Rent Control petition on the first date of hearing itself namely, 8.12.88, it cannot be said that the tenant is guilty of wilful default and therefore, the

order of eviction on that ground cannot be sustained. For this proposition, the learned counsel for the revision petitioner brought to my notice three

judgments reported in Abdul Hameed v. M. Sultan Abdul Kader, 1996 T.L.N.J. 339 (Justice A.R. Lakshmanan) A.M. A. Jabaar v. T.S. Abdur

Bari and two others, 1997 (2) L.W. 616 (Justice A.R. Lakshmanan) and V. Krishna Mudaliar Vs. Lakshmi Ammal, .. It is no doubt true that in all

those cases, it was held that if the tenant paid the rent, which was in arrears, immediately after the filing of the eviction petition at any time before

the first hearing, it cannot be said that the tenant has committed a wilful default. I have perused the judgments very carefully. In all those cases, I

find that the explanation offered by the tenant for not paying the rent earlier was found satisfactory and in the context of that explanation and in the

light of the payment of the arrears of rent as stated above, the court held that there was no wilful default on the part of the tenant, on paying the rent

immediately after the filing of the Rent Control Petition. I am yet to come across a case, where the tenant was relieved of the disqualification, which

he has suffered, to continue any more in the occupation of the building on the mere fact of paying the rent pending proceeding without there being

any acceptable explanation for non-payment of the same as and when it became due. There cannot be any hard and fast rule to that effect,

because, if that is the position in law, then there can never be an order of eviction on the ground of wilful default, if the tenant, who had been

indifferent all along in paying the rent after the Rent Control petition was filed. That does not appear to be the trend of the decisions referred to

above. In this case, I find that the explanation offered by the tenant is wholly unsatisfactory and it is an afterthought. This is the position of facts.

Mere payment of rent by the tenant as stated above in this case would not absolve him of the disqualification which he had suffered already.

41. In B. Anraj Pipada v. V. Umayal, 1998 (3) LW 159, S. Jagadeesan, J. has held as follows:

When the eviction proceedings have been initiated on, the ground of wilful default, one would expect the tenant to pay the rent regularly every

month atleast after the initiation of the proceedings. When the tenant has failed to pay the rent regularly even during the pendency of the

proceedings than there is no doubt that his conduct in paying the rent as he likes, will amount to wilful default.

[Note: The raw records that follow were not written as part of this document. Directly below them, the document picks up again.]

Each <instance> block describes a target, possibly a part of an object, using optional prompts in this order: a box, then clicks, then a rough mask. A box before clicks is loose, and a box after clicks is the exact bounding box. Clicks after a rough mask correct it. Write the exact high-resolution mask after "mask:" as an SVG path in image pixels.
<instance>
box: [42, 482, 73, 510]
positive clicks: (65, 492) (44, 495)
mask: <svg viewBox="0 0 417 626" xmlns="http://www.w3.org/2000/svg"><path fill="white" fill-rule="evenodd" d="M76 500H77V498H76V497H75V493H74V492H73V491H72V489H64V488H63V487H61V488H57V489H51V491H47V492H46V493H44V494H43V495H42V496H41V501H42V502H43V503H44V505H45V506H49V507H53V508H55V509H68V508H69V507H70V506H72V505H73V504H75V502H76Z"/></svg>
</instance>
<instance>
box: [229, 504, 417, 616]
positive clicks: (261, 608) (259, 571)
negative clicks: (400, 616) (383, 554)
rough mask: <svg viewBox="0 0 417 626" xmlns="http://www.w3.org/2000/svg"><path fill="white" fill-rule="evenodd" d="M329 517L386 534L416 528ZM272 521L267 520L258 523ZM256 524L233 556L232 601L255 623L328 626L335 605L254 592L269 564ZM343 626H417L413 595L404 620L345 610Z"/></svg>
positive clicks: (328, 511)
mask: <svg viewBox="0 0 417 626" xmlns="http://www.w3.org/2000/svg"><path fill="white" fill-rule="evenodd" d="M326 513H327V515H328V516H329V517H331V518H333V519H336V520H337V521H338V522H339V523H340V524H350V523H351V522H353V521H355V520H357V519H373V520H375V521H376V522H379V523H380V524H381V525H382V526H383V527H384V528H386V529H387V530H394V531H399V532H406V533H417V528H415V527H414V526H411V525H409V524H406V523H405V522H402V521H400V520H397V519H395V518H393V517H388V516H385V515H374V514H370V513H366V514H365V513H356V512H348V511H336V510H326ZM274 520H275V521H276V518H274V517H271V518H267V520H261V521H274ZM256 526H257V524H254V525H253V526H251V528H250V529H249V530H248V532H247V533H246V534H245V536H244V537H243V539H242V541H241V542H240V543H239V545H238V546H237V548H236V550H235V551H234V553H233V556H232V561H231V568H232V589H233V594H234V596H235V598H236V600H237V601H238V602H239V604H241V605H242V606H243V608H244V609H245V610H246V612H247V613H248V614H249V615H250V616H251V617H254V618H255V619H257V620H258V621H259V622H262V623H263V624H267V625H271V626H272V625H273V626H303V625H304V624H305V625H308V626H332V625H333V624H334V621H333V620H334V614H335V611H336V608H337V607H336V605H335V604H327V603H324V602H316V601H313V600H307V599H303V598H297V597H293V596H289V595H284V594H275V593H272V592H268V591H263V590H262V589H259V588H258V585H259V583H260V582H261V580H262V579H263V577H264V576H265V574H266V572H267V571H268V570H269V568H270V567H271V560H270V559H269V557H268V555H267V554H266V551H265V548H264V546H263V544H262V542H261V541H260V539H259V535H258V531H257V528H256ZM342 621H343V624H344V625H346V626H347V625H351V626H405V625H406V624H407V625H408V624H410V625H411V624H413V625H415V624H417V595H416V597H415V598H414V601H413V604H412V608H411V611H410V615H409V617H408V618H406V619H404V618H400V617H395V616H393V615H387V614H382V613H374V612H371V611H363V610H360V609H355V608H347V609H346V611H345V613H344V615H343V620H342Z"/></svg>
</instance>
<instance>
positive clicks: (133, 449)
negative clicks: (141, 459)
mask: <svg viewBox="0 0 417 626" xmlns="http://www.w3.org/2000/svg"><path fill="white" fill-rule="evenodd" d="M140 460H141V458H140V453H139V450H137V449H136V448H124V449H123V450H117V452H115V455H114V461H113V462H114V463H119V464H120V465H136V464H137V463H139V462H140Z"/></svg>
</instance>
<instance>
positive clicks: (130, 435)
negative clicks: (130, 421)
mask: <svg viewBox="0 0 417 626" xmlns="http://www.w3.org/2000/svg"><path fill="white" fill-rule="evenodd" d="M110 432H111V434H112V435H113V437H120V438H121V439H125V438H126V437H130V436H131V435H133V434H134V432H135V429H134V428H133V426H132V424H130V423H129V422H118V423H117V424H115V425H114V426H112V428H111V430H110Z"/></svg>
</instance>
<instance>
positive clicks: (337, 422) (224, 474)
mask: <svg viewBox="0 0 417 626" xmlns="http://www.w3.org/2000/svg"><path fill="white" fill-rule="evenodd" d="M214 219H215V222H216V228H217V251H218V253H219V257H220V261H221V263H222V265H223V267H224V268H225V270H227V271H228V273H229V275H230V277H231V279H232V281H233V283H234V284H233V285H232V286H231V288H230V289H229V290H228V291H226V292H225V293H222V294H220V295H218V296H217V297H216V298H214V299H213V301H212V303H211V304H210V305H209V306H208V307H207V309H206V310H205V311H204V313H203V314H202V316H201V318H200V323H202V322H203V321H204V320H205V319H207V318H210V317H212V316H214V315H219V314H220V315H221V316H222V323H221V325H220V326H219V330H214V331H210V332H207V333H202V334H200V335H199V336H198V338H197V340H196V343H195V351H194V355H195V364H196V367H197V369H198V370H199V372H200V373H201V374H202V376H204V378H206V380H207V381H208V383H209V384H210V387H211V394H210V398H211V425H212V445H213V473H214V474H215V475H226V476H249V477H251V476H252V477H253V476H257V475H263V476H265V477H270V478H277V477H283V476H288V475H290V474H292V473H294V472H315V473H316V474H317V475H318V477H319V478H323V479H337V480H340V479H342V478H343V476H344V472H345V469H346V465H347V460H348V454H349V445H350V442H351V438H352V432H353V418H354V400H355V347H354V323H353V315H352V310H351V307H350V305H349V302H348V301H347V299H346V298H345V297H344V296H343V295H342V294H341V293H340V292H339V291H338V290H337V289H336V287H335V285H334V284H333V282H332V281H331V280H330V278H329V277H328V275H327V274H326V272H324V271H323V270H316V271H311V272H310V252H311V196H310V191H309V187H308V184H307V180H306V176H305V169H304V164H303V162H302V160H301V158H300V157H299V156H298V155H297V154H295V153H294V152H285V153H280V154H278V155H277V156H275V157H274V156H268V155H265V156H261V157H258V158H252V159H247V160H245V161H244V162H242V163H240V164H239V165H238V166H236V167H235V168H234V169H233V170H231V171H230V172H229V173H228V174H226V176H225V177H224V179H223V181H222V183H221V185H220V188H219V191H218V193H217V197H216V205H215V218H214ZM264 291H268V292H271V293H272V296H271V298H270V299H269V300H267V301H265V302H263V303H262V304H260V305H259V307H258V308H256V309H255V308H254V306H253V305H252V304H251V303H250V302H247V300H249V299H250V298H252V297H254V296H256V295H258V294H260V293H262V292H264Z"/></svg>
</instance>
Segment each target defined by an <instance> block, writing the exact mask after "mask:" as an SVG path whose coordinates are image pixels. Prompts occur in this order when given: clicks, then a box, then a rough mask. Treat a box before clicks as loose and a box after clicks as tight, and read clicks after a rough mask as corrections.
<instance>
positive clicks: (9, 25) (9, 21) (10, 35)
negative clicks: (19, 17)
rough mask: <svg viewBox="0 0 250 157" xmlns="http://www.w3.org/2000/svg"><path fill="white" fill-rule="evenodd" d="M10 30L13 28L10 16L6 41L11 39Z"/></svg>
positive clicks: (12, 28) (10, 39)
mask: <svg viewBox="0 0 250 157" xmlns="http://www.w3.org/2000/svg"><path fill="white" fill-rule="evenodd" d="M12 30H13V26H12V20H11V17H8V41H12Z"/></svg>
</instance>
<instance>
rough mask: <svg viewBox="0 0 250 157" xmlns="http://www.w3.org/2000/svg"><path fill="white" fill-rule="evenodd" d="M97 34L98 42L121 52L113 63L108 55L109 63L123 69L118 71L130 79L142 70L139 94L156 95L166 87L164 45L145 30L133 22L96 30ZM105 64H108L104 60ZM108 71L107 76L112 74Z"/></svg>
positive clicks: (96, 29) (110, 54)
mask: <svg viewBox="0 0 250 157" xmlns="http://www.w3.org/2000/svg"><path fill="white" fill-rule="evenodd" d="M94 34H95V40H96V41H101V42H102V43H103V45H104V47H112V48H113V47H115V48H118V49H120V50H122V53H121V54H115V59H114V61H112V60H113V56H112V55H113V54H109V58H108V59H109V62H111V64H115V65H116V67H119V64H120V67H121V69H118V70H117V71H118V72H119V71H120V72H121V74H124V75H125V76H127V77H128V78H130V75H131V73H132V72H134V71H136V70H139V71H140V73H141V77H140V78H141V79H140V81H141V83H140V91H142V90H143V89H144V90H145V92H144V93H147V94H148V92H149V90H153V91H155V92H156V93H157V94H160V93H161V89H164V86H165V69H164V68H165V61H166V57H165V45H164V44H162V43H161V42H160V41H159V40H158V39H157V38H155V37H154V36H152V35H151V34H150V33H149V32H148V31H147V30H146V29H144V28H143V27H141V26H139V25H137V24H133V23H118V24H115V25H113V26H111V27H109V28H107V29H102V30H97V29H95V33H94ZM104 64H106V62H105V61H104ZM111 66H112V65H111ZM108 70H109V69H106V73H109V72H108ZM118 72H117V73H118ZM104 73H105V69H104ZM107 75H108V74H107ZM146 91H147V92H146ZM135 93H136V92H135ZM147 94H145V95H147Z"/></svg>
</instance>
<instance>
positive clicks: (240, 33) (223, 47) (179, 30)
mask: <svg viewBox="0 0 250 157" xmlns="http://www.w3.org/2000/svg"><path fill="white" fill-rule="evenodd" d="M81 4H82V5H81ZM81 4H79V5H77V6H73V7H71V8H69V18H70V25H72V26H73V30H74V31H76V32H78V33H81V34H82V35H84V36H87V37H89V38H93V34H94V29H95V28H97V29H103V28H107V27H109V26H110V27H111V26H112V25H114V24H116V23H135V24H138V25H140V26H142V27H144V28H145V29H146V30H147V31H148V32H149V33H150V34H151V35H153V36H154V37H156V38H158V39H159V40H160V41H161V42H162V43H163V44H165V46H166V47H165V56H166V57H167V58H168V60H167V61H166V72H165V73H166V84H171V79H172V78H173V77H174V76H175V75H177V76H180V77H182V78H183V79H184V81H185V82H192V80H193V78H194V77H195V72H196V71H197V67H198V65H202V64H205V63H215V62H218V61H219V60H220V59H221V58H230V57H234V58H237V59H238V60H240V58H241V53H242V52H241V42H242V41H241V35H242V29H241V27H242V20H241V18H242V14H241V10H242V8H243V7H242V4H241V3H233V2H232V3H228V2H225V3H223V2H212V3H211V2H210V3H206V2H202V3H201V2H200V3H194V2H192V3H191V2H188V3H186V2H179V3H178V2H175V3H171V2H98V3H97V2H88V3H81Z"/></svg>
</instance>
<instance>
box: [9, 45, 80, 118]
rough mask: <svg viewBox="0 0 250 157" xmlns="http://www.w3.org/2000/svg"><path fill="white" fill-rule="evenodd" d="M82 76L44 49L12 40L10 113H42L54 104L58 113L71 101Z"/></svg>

42. Under the facts and circumstances of the case, particularly in the light of the evidence of PW1 and exhibits P1 and P2 and for the reasons

discussed above, I am satisfied that there are substantial material evidence to show the respondent-tenant had committed wilful default and

therefore, the mere deposit of the arrears of rent for the period from January 1987 to March 1988 on 8.3.1989, pursuant to the order dated

30.9.1988 made in M.P.No. 1160 of 1988, filed u/s 11(4) of the Act, will not remove the disqualification which the respondent-tenant had already

suffered in the eye of law and hence, applying the principles laid down in Nilgiris Co-operative Marketing Society etc. v. C.T. Uthandi reported in,

1998 (2) LW 216 and reported in B. Anraj Pipada v. V. Umayal, 1998 (3) LW 159, I am obliged to hold that the respondent had committed

wilful default, in paying the rent, in the eye of law, which cannot be erased merely because he had deposited the entire arrears of rent on 8.3.1989

on the application filed u/s 11(4) of the Act. The learned Appellate Authority, while setting aside the order of eviction of the learned Rent

Controller, had not gone into the wilful and deliberate conduct of the tenant in paying the rent for the period from January 1987 to March 1988, to

the petitioners, as discussed above.

43. In result, the revision is allowed and consequently the order of the learned Appellate Authority is set aside and the order of the learned Rent

Controller is confirmed. The respondent-tenant is given two months time to vacate and hand over the vacant possession of the petition premises to

the revision petitioners. However, there is no order as to costs.